Life was a transaction.

So when a man like Stan came along, Torry went along. He was her third such steady gentleman. She never allowed herself to be involved with more than one of them at a time. And she never gave them more than two evenings a week. Al, who was a member of the state legislature from Waterbury, had been her first. He liked to come over to the apartment to watch adult movies on the VCR and frolic with her in the sofa bed. He was overweight and homely, but he filled her freezer with steaks, her closet with clothes and shoes. He even bought her a new sofa bed-her old one was giving him back trouble. Al had lasted for about six months. Right up until his wife found out and threatened to divorce him. After Al there was Dominick, who was an executive with Jolly Rubbish in Middletown. Dominick drove a flashy vintage Corvette and liked to drive her in it to the big Mohegan Sun Casino on the Indian reservation in Uncasville, where they would check into the hotel and order bottle upon bottle of champagne from room service. He would pour it over Torry’s bare feet and lick it off of her toes. Dominick had a thing for her toes. Afterward, he would give her a stack of chips to gamble with, most of which she would quietly cash in and pocket. The thing with Dominick lasted for three months. He just stopped calling her.

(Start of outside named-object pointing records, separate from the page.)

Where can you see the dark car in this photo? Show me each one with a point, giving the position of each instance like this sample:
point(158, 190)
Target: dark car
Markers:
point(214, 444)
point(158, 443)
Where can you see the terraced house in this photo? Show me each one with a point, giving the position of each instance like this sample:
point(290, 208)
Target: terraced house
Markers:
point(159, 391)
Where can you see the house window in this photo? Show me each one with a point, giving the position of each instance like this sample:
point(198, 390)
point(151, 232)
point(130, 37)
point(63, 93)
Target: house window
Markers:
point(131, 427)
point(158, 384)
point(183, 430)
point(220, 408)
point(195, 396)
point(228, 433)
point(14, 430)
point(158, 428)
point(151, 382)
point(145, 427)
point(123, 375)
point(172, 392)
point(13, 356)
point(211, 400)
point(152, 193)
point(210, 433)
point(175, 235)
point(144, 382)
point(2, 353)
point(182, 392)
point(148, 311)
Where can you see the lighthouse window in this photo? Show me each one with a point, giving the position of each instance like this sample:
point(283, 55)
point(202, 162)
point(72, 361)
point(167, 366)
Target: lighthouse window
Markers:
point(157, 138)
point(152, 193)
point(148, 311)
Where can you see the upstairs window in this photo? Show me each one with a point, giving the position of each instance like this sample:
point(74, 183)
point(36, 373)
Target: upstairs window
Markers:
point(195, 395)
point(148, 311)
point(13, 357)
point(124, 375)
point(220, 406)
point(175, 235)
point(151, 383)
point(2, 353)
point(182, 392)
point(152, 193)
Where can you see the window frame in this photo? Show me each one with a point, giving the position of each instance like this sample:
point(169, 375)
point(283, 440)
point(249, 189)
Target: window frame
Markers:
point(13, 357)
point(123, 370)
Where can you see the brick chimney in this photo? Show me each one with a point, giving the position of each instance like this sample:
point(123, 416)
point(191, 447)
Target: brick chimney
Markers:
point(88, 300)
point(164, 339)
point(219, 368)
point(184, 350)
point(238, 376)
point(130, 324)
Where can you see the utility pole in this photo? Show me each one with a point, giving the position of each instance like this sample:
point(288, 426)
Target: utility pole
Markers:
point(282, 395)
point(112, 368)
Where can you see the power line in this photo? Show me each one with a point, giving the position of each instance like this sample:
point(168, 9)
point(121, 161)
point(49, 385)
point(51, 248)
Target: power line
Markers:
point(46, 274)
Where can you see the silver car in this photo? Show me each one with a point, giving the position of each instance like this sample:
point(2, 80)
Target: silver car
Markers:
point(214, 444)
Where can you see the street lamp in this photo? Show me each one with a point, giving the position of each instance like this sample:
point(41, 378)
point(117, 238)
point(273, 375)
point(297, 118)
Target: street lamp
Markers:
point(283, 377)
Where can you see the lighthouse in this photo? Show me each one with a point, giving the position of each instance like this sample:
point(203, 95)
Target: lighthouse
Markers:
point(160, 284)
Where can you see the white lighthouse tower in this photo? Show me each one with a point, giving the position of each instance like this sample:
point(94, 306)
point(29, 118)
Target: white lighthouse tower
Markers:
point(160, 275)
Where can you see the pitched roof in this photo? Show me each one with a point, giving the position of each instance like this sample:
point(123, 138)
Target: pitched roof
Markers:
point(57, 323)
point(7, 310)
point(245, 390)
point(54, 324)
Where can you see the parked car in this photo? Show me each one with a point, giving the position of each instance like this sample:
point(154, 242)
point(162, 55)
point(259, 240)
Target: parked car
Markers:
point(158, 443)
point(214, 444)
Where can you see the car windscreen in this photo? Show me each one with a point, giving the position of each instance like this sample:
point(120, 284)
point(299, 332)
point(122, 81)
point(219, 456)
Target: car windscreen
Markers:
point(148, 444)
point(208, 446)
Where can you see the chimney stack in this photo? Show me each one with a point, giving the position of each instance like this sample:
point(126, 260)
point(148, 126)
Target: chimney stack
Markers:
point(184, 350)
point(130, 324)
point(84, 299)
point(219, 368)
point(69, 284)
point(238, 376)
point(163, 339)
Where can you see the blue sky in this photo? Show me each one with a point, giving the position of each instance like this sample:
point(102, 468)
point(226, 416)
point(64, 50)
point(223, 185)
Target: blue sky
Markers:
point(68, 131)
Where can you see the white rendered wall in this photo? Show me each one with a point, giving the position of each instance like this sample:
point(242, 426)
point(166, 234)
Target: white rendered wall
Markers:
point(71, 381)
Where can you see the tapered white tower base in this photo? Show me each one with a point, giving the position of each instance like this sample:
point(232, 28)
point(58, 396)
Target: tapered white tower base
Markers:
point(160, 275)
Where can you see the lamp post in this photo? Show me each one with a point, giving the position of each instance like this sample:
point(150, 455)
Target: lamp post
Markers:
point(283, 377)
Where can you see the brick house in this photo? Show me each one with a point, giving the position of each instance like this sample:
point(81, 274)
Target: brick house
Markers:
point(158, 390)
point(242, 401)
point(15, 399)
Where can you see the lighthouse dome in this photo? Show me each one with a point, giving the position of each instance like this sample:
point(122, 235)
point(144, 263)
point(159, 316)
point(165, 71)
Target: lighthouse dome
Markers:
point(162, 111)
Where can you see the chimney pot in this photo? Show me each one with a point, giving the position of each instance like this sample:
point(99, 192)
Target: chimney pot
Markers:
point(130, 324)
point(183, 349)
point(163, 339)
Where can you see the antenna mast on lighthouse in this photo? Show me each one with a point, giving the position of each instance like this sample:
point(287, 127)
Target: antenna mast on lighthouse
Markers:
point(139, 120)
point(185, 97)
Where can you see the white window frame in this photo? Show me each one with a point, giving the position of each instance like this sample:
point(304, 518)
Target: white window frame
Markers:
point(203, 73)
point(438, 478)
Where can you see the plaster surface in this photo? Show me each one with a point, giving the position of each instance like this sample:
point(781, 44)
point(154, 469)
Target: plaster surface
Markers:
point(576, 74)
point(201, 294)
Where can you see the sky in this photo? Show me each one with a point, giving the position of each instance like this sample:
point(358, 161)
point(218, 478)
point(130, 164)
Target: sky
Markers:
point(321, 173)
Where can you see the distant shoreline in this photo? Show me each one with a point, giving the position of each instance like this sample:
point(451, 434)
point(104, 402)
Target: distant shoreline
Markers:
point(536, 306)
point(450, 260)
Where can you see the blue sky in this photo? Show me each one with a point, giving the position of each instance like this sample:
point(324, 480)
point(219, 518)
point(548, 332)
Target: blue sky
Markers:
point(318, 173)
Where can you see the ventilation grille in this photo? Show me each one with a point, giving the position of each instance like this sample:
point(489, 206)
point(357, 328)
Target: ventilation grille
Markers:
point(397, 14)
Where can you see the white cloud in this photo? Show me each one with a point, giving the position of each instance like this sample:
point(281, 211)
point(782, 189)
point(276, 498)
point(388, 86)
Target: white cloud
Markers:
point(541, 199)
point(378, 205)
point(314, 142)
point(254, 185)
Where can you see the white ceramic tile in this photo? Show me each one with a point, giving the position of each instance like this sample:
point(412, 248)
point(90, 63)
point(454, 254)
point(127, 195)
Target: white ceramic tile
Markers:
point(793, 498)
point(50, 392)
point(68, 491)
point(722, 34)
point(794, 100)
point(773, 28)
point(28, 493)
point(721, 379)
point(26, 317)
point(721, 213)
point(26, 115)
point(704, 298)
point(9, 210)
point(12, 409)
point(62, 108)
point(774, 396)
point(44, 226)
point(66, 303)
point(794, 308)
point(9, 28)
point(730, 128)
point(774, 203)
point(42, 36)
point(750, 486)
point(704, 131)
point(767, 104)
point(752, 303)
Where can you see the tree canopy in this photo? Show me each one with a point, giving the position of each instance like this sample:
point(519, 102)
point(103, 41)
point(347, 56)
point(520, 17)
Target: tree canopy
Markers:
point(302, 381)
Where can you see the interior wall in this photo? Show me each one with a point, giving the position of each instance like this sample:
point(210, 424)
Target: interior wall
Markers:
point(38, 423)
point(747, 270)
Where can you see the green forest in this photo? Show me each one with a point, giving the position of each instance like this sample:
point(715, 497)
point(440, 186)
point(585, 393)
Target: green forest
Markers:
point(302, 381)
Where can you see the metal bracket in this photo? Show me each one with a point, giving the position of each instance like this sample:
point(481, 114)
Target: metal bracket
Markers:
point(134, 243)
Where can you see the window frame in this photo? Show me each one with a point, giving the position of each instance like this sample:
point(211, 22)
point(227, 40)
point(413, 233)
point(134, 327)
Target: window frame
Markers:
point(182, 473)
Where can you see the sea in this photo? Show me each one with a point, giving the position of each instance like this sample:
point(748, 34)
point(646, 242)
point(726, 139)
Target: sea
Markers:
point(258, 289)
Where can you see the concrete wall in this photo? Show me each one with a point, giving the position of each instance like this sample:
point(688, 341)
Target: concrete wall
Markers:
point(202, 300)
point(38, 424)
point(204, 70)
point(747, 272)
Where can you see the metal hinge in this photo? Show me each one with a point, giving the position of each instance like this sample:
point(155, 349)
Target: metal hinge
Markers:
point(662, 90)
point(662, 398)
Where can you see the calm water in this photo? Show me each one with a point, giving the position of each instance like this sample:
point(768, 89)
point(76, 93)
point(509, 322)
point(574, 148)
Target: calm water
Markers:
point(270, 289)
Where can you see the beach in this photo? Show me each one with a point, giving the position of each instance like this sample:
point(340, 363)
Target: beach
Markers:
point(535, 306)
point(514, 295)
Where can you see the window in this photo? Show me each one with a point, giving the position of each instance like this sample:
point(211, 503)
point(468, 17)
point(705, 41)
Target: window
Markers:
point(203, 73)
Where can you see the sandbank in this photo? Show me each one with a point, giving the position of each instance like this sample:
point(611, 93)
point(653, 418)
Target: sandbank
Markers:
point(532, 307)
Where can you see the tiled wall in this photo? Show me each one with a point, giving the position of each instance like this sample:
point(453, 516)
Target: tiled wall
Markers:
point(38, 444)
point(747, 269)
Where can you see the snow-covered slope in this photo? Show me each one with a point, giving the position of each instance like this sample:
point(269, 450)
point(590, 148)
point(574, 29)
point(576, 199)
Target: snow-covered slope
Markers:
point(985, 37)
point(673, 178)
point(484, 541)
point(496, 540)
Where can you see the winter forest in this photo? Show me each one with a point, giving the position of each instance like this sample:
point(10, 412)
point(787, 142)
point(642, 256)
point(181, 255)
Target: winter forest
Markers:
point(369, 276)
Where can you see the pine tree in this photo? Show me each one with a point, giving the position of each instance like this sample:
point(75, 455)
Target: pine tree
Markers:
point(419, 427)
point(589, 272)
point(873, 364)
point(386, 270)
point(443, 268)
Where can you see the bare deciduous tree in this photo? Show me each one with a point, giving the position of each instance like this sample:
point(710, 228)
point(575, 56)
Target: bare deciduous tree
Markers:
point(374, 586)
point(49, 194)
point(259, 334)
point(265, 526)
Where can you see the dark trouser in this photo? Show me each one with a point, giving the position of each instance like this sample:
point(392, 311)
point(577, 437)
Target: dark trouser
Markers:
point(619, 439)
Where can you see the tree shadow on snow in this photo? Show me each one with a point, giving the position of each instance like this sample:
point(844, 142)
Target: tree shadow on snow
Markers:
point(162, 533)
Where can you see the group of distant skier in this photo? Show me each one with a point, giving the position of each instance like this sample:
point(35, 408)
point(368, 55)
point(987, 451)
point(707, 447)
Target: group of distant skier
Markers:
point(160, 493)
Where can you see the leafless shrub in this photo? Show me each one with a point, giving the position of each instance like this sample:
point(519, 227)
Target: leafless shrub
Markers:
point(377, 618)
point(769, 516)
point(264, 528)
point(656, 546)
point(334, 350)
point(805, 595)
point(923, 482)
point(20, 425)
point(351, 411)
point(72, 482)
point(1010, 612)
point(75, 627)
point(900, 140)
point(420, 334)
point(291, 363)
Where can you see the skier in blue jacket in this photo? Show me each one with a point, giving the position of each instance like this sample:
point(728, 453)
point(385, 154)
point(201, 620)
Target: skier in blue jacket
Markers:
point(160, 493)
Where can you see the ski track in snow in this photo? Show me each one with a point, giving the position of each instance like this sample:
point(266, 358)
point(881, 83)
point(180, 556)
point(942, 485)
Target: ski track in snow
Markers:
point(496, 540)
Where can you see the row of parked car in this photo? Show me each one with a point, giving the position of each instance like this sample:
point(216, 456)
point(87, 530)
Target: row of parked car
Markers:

When Stan came along, there was no one. She started seeing him two evenings a week. He gave her fifty dollars in cash after every evening. He never asked to spend the night with her. Which was how she knew for certain that he, too, was married. Not that she’d ever doubted it. Or cared. Four hundred a month tax-free was damned good money for pleasant part-time employment. It meant she could think about getting health insurance for Stevie.